SC on the Places of Worship (Special Provisions) Act, 1991
The Parliament in 1991 enacted an Act called “The Places of Worship (Special Provision) Act to prohibit the conversion of any place of worship and to provide for the maintenance of the religious character of any place of worship as it existed on the 15th day of August 1947 and for matters connected therewith or incidental thereto.
A five-judge bench in the Ayodhya case said that the Places of Worship Act which was enacted in 1991 by Parliament protected and secured the fundamental values of the Constitution. The bench observed-
“The State, has by enacting the law, enforced a constitutional commitment and operationalized its constitutional obligations to uphold the equality of all religions and secularism which is a part of the basic features of the Constitution.

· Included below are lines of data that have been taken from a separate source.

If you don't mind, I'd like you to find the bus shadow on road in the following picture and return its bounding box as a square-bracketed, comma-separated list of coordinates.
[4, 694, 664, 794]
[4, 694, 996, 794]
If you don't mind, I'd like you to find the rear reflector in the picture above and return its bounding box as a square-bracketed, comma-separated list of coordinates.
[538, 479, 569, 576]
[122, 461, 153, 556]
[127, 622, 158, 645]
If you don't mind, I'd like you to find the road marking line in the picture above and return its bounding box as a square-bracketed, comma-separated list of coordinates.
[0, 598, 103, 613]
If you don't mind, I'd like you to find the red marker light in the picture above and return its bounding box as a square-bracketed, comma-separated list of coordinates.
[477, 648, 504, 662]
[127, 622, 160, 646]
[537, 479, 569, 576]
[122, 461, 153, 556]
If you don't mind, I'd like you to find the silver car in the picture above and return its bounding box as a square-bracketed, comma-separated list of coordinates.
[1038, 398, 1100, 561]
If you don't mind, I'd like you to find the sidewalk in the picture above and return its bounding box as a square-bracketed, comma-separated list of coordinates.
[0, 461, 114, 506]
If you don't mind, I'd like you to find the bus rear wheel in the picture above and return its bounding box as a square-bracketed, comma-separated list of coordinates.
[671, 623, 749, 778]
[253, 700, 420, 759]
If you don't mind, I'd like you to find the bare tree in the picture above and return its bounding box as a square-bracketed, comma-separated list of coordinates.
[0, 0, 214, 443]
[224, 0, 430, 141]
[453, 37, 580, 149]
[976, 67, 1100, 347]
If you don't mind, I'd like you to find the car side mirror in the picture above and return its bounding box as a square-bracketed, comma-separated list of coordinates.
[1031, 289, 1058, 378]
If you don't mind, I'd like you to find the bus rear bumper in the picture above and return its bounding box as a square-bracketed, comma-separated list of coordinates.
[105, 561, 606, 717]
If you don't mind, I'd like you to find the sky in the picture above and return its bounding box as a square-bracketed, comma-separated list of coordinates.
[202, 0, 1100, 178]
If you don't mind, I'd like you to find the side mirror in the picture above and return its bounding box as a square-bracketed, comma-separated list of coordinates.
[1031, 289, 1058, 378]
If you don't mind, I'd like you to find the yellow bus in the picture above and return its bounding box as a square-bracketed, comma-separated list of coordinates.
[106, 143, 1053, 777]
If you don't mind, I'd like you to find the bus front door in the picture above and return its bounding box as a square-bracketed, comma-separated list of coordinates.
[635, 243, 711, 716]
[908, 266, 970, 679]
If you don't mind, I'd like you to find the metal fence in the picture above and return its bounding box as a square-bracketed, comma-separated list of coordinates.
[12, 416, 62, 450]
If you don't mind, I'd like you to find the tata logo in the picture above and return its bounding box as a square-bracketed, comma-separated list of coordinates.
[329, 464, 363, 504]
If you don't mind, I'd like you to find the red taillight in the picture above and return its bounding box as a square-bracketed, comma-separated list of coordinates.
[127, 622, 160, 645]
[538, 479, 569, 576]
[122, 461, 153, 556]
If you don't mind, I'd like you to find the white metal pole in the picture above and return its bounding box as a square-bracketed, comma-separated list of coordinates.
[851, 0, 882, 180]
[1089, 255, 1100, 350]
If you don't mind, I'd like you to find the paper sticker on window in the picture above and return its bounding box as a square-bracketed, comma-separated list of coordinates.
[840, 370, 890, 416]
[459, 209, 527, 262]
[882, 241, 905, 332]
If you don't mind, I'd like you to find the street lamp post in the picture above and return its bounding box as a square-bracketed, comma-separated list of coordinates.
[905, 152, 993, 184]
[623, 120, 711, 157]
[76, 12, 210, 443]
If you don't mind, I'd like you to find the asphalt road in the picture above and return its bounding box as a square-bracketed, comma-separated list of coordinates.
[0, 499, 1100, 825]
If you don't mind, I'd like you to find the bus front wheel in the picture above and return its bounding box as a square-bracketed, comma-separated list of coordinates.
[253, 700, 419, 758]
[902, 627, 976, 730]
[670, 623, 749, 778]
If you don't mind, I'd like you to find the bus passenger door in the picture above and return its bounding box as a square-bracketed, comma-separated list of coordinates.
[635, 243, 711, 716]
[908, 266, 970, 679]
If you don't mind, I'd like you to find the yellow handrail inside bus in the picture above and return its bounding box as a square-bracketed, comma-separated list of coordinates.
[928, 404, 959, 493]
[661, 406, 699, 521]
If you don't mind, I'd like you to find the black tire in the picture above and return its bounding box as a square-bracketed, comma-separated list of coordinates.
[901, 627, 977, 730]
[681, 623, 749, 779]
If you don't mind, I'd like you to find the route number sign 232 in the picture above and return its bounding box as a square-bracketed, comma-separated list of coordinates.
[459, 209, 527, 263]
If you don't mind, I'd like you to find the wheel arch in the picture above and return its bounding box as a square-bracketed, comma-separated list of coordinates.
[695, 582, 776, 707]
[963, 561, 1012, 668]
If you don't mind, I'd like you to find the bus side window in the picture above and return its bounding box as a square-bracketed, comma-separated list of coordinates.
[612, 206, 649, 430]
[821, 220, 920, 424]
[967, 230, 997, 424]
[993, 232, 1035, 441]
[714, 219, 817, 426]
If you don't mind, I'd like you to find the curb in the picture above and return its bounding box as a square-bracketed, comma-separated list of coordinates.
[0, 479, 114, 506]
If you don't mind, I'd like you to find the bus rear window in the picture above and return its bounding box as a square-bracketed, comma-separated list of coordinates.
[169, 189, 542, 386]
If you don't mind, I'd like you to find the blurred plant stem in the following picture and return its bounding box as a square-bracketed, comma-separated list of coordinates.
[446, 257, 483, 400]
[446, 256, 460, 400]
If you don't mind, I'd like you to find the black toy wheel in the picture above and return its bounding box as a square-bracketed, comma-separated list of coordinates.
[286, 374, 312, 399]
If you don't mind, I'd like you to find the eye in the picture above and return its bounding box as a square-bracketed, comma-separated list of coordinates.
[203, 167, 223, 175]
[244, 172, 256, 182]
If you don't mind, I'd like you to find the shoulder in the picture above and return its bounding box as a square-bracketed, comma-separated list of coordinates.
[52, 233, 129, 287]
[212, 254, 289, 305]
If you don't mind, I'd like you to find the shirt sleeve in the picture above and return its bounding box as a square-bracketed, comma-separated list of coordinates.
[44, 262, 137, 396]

The Places of Worship Act imposes a non-derogable obligation towards enforcing our commitment to secularism under the Indian Constitution. The law is hence a legislative instrument designed to protect the secular features of the Indian polity, which is one of the basic features of the Constitution”.
The bench added, “In providing a guarantee for the preservation of the religious character of places of public worship as they existed on 15 August 1947 and against the conversion of places of public worship, Parliament determined that independence from colonial rule furnishes a constitutional basis for healing the injustices of the past by providing the confidence to every religious community that their places of worship will be preserved and that their character will not be altered”.
The Places of Worship Act, however, contains an exemption from the application of its provisions to the place of worship ―commonly known as Ram Janam Bhumi –Babri Masjid‖ and to any suit, appeal or proceeding relating to it.
Reactions from Legal Experts
Speaking to the Leaflet, advocate M R Shamshad said “Despite the fact that the Supreme Court has decided Ayodhya issue finally, the system has failed to see this resolution legally. The places of Worship Act enacted in 1991 has two purposes. Firstly to not change the religious character of a place of worship and a positive obligation on the State to maintain such character”.
It is high time, Shamshad said, that we start examining these issues legally and not spiritually.
The Leaflet also spoke to Supreme Court lawyer Prasanna S on the maintainability of the present suit. He said, “The Places of Worship (Special Provisions) Act, 1991 is not only the law of the land but the basis of that legislation, that is, the policy of non-retrogression was elevated to the status of the basic feature of the Constitution in the Ayodhya judgment by a five-judge bench”.
The suit is, in the opinion of Advocate Prasanna, thus clearly misconceived.
A PIL filed by Lucknow-based Vishwa Bhadra Pujari Purohit Mahasangh challenging provisions of the Places of Worship Act is pending in the apex court. The Court is yet to admit it.